Stars: Samuel L Jackson, Kerry Washington, Patrick Wilson, Ron Glass, Jay Hernandez, Justin Chambers

Director: Neil LaBute

Many of us have had the misfortune to meet him before: the neighbour from hell. And there's not much you can do about him - however much he makes your life a misery. The trouble with this well-made and faintly disturbing film, however, is that the balance of the drama is tipped towards Jackson (the best actor with the best part) as a bigoted racist cop.
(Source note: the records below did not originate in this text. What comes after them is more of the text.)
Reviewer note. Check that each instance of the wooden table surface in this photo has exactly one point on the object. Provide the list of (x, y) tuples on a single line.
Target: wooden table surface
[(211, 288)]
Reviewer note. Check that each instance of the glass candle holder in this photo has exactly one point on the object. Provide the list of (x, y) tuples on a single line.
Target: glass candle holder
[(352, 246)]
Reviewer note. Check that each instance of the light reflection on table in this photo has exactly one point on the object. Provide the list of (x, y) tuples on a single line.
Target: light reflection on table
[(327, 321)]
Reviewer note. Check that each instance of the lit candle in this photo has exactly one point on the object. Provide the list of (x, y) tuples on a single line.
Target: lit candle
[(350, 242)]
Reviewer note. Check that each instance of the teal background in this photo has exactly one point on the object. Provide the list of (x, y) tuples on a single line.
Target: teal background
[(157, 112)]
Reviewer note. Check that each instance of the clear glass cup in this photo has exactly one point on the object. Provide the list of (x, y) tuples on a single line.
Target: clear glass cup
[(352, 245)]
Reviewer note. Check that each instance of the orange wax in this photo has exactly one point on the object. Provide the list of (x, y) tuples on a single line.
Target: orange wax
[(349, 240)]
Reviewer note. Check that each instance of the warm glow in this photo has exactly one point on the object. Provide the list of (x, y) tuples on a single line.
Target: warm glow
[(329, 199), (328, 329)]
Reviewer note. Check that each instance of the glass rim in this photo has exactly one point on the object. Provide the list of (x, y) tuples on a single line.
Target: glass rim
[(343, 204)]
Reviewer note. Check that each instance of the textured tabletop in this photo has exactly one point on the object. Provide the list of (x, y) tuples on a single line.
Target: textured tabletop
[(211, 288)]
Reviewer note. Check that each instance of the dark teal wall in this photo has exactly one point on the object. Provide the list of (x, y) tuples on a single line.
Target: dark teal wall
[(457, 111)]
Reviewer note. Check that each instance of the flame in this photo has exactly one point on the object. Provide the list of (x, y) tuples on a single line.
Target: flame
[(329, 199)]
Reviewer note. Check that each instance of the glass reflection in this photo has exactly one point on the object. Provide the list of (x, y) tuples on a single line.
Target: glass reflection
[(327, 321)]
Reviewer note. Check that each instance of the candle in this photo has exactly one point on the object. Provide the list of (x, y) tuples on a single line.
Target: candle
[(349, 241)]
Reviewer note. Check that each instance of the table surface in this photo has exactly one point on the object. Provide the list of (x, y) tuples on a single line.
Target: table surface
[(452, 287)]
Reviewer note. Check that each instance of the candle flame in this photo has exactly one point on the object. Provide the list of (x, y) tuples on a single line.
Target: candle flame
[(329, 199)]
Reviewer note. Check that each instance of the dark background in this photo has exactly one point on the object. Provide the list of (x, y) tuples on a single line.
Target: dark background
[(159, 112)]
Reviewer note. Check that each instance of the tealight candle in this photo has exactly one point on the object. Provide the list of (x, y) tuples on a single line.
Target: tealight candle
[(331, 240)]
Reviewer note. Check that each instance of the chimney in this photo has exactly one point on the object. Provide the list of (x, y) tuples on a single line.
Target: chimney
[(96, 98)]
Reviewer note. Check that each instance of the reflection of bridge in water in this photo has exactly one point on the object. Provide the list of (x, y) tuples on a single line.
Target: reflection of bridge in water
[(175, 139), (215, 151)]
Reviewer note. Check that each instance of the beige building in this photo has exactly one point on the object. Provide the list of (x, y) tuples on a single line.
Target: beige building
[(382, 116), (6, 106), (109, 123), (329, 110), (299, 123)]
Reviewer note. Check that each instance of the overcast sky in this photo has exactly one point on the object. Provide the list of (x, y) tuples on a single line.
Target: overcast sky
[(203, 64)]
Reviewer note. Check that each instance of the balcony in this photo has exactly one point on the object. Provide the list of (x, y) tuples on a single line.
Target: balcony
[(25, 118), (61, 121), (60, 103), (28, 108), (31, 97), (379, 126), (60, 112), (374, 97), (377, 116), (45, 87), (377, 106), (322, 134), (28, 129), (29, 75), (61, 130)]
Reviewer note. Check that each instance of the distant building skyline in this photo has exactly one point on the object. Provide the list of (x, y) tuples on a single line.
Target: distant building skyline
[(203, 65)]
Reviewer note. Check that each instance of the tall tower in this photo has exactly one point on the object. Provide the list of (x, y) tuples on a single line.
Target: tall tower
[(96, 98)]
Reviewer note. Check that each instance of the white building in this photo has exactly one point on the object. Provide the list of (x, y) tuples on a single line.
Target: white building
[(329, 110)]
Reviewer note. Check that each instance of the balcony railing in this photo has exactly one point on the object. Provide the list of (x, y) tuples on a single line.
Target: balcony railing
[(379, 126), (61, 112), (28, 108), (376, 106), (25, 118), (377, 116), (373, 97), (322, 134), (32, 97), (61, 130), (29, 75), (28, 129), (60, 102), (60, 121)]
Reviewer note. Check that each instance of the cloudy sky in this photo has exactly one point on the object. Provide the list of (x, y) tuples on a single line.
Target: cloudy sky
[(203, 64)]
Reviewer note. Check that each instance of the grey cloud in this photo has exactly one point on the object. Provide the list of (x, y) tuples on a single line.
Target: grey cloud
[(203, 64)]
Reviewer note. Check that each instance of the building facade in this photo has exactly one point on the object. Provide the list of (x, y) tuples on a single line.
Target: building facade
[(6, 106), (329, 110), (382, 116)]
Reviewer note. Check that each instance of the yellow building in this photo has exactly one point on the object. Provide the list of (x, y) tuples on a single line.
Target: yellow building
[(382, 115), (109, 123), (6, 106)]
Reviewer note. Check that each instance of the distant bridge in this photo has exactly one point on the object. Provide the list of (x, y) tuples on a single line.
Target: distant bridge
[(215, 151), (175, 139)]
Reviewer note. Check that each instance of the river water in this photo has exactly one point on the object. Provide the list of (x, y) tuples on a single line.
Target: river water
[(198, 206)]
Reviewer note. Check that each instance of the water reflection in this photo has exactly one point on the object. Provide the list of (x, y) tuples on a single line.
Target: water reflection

The problems of his new neighbours, a mixed-marriage couple (Washington, Wilson) seem hardly worth worrying about; writers Howard Korder and David Loughery's efforts to make them more interesting are, at best, tentative, and the actors themselves bring little to their roles. Jackson, though, is magnetic as Abel, a near-retirement widower cop (it's a wonder his wife put up with him) with two young children, who takes agin white Wilson and black Washington from the outset. 'You can listen to that rap music all you like,' he tells Wilson in his car. 'But in the morning you'll still be white.'

Things get worse. Security lights from the cop's house shining into the young couple's rooms at night escalate to Jackson chopping down plants that are 'on his property', then to his hiring a goon to trash their house and finally (and somewhat improbably) to a gun-toting showdown. Pity his poor kids. Meanwhile, Washington and Wilson - she stops taking birth pills to get pregnant without discussing it with him - hardly engage our sympathy. Sharply done, but not much fun.

David Quinlan

USA 2008. UK Distributor: Sony (Screen Gems). Technicolor.
106 minutes. Not widescreen. UK certificate: 15.

Guidance ratings (out of 3): Sex/nudity 1, Violence/Horror 1, Drugs 0, Swearing 1.